Is this only for penetration testing?

Yes. exploiting-constrained-delegation-abuse for Penetration Testing is the intended use. The skill is centered on authorized assessment, lab validation, and red-team workflows, not unsanctioned access.

Do I need deep Kerberos knowledge first?

No, but you do need enough AD context to recognize service accounts, SPNs, and ticket-based auth. The skill is beginner-friendly for guided testing, but it is not a substitute for understanding the target environment.

How is this different from a normal prompt?

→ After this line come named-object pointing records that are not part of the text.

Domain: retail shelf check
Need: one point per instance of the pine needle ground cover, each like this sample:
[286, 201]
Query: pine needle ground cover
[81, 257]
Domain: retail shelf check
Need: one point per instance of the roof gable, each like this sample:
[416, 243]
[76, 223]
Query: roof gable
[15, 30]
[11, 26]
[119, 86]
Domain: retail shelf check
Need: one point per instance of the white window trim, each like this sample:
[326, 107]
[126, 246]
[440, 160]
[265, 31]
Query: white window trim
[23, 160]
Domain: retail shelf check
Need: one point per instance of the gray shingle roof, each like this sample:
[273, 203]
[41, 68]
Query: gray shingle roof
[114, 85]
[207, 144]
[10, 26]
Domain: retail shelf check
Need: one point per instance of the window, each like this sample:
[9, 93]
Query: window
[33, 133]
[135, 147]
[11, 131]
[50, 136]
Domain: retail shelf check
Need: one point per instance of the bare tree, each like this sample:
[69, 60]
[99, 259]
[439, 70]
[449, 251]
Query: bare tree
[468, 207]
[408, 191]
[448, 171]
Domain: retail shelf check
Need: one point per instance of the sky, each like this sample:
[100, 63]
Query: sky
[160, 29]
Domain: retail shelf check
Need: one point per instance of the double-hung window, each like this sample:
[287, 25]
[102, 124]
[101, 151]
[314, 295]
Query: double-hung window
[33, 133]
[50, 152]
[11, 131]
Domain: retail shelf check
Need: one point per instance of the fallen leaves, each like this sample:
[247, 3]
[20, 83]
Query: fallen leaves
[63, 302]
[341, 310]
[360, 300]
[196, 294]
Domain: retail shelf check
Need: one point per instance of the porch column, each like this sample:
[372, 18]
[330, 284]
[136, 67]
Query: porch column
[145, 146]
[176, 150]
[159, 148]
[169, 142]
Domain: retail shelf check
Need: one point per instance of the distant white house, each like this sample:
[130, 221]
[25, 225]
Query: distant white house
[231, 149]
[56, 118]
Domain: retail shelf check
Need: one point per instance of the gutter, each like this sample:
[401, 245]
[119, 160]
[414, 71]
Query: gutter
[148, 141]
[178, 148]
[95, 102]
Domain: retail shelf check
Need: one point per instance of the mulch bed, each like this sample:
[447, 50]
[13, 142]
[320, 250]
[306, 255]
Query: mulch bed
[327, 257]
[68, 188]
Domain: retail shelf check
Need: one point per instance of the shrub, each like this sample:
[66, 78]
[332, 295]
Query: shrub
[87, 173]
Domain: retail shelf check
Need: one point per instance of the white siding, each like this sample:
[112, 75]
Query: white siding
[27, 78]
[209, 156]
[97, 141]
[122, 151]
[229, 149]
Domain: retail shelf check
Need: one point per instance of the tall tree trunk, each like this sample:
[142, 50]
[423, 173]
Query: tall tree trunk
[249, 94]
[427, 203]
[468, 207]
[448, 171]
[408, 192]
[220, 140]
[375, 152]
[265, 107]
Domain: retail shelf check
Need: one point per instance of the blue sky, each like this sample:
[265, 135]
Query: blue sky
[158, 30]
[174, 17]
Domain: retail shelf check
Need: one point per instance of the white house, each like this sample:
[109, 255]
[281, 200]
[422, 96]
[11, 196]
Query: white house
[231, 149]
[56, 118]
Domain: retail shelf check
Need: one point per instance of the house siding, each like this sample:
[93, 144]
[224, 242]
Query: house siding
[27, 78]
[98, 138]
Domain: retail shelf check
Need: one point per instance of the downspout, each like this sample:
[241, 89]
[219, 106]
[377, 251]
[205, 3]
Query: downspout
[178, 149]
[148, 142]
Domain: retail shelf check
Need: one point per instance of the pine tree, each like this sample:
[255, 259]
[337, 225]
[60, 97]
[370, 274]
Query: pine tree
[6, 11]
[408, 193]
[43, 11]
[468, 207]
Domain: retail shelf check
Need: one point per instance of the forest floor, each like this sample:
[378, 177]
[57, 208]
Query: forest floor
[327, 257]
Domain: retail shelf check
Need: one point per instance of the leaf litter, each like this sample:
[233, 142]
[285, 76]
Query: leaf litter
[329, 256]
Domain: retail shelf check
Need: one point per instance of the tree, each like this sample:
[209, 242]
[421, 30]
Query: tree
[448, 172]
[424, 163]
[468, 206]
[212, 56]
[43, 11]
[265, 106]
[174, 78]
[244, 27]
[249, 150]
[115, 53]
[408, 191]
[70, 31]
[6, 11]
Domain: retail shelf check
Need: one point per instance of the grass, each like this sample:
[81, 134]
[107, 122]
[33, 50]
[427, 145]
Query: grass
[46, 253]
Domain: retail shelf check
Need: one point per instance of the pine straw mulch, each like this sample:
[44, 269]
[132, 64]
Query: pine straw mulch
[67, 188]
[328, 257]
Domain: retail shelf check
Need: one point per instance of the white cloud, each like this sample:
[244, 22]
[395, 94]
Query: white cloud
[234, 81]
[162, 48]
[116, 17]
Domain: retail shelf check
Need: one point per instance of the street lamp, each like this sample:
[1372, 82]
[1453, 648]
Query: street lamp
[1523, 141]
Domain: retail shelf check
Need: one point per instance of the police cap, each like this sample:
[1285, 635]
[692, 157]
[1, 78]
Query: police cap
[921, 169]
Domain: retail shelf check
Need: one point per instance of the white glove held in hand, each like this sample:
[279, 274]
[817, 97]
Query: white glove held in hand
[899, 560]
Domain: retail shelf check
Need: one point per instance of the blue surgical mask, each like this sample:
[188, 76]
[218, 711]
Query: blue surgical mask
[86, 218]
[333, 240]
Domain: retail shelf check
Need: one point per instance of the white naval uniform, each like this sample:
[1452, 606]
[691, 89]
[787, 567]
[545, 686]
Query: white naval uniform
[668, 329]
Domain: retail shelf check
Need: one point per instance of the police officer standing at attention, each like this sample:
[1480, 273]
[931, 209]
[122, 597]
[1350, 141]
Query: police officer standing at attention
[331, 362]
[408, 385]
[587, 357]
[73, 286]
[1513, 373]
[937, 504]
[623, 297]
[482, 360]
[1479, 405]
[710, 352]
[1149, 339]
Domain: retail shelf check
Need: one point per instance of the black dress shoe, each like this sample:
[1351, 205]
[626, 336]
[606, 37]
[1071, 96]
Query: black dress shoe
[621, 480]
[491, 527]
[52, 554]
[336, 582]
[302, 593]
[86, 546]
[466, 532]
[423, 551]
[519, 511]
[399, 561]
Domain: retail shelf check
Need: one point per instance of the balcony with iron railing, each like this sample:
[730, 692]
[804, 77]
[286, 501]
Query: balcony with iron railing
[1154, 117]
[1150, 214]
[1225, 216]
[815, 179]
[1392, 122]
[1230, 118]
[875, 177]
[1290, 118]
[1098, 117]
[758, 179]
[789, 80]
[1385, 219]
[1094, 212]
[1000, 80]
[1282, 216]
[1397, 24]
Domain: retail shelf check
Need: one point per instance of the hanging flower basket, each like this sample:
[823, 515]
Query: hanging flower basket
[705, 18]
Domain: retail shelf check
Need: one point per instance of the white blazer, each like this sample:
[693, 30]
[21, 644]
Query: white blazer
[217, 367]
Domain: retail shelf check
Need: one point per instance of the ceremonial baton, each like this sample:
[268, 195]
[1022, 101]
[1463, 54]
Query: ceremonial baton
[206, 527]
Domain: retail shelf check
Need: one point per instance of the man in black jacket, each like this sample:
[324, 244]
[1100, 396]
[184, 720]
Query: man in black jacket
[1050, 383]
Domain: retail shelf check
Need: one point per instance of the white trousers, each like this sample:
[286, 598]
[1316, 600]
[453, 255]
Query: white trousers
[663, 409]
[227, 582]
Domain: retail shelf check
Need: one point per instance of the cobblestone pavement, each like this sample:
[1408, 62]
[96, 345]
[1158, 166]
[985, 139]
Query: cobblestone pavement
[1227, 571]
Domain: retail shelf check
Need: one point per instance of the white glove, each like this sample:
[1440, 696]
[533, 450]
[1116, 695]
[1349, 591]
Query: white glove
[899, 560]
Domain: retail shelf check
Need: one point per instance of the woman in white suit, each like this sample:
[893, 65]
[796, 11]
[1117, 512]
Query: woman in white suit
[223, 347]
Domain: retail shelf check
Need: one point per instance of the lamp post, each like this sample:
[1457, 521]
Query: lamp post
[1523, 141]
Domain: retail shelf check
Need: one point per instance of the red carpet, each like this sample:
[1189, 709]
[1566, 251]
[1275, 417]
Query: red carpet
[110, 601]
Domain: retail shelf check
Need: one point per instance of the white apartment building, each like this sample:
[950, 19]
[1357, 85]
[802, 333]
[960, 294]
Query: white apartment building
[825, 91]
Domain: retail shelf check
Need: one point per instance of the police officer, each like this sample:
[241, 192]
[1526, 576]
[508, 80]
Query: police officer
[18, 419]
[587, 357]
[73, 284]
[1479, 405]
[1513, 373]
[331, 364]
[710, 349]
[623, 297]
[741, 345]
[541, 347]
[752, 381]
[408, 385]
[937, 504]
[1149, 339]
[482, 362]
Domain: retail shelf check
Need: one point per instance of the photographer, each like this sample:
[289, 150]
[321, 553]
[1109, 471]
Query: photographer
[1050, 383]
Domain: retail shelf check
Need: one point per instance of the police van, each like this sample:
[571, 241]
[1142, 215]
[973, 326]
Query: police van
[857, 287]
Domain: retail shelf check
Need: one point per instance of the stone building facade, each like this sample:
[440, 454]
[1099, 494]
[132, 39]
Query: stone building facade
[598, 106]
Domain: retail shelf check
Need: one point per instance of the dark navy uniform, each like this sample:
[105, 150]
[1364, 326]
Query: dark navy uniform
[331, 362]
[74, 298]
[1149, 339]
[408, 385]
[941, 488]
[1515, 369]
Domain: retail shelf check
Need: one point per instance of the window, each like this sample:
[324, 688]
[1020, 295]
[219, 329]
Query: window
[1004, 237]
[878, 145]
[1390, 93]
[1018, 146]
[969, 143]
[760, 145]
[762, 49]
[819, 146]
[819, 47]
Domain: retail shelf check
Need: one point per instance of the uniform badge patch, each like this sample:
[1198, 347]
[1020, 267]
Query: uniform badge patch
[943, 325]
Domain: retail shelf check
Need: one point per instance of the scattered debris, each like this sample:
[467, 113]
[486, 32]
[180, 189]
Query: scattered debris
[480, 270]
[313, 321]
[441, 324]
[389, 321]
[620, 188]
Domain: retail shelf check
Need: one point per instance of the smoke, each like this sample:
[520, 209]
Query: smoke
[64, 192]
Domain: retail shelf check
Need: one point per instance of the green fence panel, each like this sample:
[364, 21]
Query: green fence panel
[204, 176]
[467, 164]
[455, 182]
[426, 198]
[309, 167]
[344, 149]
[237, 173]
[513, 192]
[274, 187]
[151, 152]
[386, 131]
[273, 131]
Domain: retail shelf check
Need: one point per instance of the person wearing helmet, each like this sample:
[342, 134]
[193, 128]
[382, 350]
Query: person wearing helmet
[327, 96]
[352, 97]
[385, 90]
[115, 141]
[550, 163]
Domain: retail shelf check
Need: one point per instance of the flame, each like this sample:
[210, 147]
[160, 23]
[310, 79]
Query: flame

A normal prompt may explain constrained delegation in general. This skill is better when you need a repeatable exploiting-constrained-delegation-abuse guide that ties enumeration to concrete commands, tool choices, and likely abuse paths.

When should I not use it?

Do not use it if you only need a high-level security overview, if your environment blocks ticket tooling entirely, or if you lack authorization and scope. It is also a poor fit when the problem is generic AD hardening rather than delegation abuse testing.

How to Improve exploiting-constrained-delegation-abuse skill

Provide the exact AD facts you know

The strongest results come from inputs that include:

  • Domain and DC names
  • Account type: user, service, or machine account
  • Delegation type: constrained, constrained with protocol transition, or RBCD
  • SPNs in scope
  • Credential material available: password, NTLM hash, AES key, TGT, or none

The more exact your starting state, the less the skill has to guess.

Ask for one validation path at a time

If you want better exploiting-constrained-delegation-abuse usage, split the request into separate passes: discovery, ticket acquisition, and service validation. This reduces noise and makes it easier to catch whether the issue is enumeration, authentication material, or SPN targeting.

Watch for common failure modes

Most weak outcomes come from missing SPN detail, confusing constrained delegation with RBCD, or assuming every ticket works against every service. Another common miss is forgetting that platform and tool matter: the script is Windows-oriented, while Impacket and Rubeus have different operational assumptions.

Iterate with concrete outputs

After the first run, feed back actual findings: the delegated SPNs, error messages, ticket artifacts, or blocked access attempts. Then ask the skill to refine the next step, such as switching from CIFS validation to LDAP-based abuse or narrowing to a single target host.